I performed another dial search on the same radio receiver, hoping to hear three American-operated AFRTS stations on the ground below. Just one of the stations was successfully logged, and that was AFRTS Adana, loud and clear with 10 watts on 1590 kHz, at the central corner on the southern coast of Turkey.

A subsequent reception report was posted off to the station and a self-prepared QSL card was duly received. That card, with full QSL details, verified AFRTS Adana, with just 10 watts on 1590 kHz. Interestingly, the wavelength is shown as 61886.792 feet, which is actually a mistake in calculation. By moving the decimal place by two positions, the equivalent is indeed 1590 kHz.

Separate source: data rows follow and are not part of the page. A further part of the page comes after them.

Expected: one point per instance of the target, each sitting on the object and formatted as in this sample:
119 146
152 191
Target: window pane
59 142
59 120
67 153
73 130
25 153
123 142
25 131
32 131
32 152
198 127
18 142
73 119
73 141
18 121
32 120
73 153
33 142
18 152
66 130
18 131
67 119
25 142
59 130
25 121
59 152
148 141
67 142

We should also remember that the British also established a radio service in Nepal for the benefit of local army personnel. The British army established a transition camp at Dharan in east Nepal in 1953, and a few years later they began radio programming for the encampment, which consisted of music and information in English and also in the Nepali language.

Back in that era while I was making the flight from India into Nepal, the international radio world was speculating that the radio service was on the air, perhaps on mediumwave. I asked my English flight companion, did she know anything about the radio service at the Dharan army encampment. She said she did not know, but she said she would find out and let me know.

In due course I received a communication from her, and she stated that the radio service in the army camp was produced in a radio studio, and that it was broadcast to the entire encampment via a loud speaker system, not over a radio transmitter. We would today call that a form of cable radio.

However, in 2004, the British army established an FM radio service in the national capital Kathmandu which is still on the air to this day. The BFBS transmitter operating on 105.7 MHz carries English programming, and the transmitter on 107.5 MHz carries programming in the Nepali language.